Is This Code Written in English? A Study of the Natural Language of Comments and Identifiers in Practice – Timo Pawelka

Look at this method:


This is hard to read if you don’t know Japanese!


This is the problem that this paper addresses. The goal is to have a tool that can determine what percentage of the code is written in a certain (natural) language.

This problem is quite hard to solve, as comments and identifiers are short, majority of comments <100 chars and identifiers <30. They also contain abbreviations and often mix languages, like getKlant.

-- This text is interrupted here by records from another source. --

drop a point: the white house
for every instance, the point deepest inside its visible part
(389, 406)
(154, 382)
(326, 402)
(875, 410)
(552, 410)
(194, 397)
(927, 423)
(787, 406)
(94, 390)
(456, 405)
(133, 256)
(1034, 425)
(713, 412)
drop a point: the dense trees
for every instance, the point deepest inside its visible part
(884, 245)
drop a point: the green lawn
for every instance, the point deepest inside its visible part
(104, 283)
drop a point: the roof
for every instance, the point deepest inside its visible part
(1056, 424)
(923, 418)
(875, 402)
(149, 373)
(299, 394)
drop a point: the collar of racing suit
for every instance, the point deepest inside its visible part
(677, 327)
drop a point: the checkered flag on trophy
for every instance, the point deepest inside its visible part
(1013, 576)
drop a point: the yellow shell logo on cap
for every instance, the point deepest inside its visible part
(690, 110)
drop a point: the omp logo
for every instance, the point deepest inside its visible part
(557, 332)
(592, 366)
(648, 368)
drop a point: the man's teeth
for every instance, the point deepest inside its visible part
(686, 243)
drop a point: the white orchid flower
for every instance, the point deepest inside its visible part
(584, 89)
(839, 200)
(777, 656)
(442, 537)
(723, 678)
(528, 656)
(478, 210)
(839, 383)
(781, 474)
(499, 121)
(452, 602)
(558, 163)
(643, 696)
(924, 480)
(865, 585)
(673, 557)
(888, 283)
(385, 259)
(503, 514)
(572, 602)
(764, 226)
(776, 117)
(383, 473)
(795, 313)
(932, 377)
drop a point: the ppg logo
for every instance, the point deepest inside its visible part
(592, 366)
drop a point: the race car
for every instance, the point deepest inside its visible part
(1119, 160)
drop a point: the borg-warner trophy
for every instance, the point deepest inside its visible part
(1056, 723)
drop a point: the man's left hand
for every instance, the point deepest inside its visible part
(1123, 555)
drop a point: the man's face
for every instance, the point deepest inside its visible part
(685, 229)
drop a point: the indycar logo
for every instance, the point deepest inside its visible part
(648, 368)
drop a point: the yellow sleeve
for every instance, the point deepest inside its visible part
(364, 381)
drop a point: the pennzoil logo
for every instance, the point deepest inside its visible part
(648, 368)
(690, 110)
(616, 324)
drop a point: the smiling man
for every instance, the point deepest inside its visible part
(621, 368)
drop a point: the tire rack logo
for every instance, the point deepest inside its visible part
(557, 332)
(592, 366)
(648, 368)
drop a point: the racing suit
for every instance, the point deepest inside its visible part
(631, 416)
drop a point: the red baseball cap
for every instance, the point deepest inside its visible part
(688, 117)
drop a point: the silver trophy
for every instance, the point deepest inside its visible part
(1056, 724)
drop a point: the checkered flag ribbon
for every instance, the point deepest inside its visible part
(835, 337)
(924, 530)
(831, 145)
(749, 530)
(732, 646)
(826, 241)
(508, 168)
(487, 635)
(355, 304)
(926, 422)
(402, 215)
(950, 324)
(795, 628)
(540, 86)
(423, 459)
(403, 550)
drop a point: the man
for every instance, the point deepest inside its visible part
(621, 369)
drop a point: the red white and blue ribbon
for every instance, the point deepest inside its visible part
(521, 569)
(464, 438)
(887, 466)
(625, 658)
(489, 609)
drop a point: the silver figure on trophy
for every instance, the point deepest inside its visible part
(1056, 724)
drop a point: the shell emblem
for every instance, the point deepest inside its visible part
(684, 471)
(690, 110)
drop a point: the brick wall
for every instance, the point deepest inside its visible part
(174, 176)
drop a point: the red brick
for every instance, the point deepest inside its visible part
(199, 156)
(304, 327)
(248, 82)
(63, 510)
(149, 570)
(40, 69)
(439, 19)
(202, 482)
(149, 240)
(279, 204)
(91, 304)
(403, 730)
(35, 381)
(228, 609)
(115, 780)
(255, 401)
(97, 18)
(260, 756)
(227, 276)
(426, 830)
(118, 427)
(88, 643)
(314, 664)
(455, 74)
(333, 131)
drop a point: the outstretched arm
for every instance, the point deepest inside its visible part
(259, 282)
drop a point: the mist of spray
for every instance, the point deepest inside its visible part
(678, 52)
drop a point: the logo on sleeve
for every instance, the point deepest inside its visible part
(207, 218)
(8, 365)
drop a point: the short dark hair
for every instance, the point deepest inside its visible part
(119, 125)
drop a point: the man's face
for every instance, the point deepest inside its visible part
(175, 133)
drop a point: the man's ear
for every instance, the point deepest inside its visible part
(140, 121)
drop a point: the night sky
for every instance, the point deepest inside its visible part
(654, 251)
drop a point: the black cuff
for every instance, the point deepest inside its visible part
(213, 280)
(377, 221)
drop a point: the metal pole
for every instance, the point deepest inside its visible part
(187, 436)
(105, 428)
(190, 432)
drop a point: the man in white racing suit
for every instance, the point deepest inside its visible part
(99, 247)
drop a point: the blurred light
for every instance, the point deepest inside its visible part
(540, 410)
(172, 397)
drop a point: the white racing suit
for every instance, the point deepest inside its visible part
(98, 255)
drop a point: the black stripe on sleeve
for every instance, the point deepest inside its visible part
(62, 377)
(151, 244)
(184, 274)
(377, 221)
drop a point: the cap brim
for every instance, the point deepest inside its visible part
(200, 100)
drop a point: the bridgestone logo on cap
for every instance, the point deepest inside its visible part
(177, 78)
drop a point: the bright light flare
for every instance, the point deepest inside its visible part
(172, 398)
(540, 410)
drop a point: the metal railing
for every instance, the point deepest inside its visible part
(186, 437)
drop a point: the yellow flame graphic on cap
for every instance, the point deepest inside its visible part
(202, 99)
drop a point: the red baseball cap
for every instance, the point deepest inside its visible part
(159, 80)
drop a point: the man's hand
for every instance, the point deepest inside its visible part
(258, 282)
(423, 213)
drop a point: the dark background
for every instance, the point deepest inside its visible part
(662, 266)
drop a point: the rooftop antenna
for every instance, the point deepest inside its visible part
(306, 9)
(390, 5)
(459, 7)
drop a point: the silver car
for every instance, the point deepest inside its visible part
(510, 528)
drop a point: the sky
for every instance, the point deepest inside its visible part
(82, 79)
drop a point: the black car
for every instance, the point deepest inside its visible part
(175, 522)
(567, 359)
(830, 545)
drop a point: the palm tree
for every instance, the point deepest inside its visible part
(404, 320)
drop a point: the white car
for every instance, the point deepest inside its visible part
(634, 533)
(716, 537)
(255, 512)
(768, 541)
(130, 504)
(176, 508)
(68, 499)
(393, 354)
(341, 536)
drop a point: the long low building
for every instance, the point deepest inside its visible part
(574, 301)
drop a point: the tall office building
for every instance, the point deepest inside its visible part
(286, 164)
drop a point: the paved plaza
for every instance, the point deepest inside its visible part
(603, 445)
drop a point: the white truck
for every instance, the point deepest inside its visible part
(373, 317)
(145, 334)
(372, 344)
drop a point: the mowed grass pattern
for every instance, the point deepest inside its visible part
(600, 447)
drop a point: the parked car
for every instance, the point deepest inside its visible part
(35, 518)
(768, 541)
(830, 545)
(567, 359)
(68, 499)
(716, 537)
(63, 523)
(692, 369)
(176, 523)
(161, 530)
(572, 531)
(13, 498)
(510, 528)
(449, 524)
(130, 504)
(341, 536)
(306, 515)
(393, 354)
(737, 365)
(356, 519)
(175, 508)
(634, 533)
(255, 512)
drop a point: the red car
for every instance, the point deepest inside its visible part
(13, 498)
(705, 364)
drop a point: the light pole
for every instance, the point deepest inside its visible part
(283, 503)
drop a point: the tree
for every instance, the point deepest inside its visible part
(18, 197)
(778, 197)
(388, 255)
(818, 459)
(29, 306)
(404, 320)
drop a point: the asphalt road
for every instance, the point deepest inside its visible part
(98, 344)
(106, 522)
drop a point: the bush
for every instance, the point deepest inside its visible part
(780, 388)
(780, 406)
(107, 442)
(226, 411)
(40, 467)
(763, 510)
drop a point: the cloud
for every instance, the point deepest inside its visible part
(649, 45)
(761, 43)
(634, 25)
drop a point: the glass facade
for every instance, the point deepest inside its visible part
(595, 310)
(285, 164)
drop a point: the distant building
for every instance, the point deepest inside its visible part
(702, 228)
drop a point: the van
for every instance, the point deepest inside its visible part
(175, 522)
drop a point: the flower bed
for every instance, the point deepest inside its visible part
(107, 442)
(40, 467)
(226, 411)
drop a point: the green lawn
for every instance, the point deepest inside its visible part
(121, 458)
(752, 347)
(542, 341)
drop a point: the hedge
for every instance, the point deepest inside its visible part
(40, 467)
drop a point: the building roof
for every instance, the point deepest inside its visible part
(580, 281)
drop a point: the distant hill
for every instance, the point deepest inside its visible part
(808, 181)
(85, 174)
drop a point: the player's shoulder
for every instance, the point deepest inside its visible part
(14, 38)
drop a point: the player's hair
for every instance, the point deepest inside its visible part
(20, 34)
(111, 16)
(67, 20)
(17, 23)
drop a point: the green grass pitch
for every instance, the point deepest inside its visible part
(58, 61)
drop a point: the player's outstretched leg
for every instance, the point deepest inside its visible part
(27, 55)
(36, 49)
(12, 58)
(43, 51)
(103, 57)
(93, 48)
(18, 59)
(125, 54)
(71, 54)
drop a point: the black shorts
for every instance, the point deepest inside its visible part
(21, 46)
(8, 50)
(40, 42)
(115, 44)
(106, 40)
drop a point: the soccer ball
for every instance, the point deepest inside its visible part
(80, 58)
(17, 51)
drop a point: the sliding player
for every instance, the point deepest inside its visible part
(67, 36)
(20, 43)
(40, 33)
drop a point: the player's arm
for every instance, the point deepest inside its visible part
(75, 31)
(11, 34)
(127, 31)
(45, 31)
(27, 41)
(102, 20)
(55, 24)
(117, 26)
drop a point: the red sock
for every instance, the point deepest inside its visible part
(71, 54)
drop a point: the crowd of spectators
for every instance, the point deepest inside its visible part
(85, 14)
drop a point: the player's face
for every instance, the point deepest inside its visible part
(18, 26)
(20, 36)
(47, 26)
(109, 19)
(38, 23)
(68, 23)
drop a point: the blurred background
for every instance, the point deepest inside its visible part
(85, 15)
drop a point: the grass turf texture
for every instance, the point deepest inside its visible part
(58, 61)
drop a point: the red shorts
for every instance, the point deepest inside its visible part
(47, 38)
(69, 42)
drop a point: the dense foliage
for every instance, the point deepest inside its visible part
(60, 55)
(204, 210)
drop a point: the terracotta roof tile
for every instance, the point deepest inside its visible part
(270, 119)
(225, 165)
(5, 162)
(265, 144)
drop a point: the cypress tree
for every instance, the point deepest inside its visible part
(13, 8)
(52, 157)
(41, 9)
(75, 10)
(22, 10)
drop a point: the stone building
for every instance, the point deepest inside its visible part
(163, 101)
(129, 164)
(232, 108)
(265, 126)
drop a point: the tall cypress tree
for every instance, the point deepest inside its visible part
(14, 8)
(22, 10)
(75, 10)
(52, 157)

The basic approach works by using several algorithms and have them ‘vote’ on the language:


Using two different approaches (one for comments and one for identifiers) very high precision and recall (I missed the slide but above 90%) were achieved.

So why would we care?

With this tool, we can now figure out whether this is a problem that actually occurs! (Nice way to use your research to proof its usefulness)

Timo studied whether there are a lot of projects that are multi-language, and also studied the difference between industry and open source code.

Open source systems largely seem to be in English or unknown languages:


Comparing this to industry systems, the difference is really large:


Considerably more non-English identifiers and comments are found in industry projects.

Is this good or bad? Of course, recruiting developers in a mixed natural language might be a challenge, but the identifiers might be closer to the domain. This is a open question.


A closing remark from Timo in general about researching code bases is: take industry systems into account is needed, as they might be very different!

The paper is available as a preprint.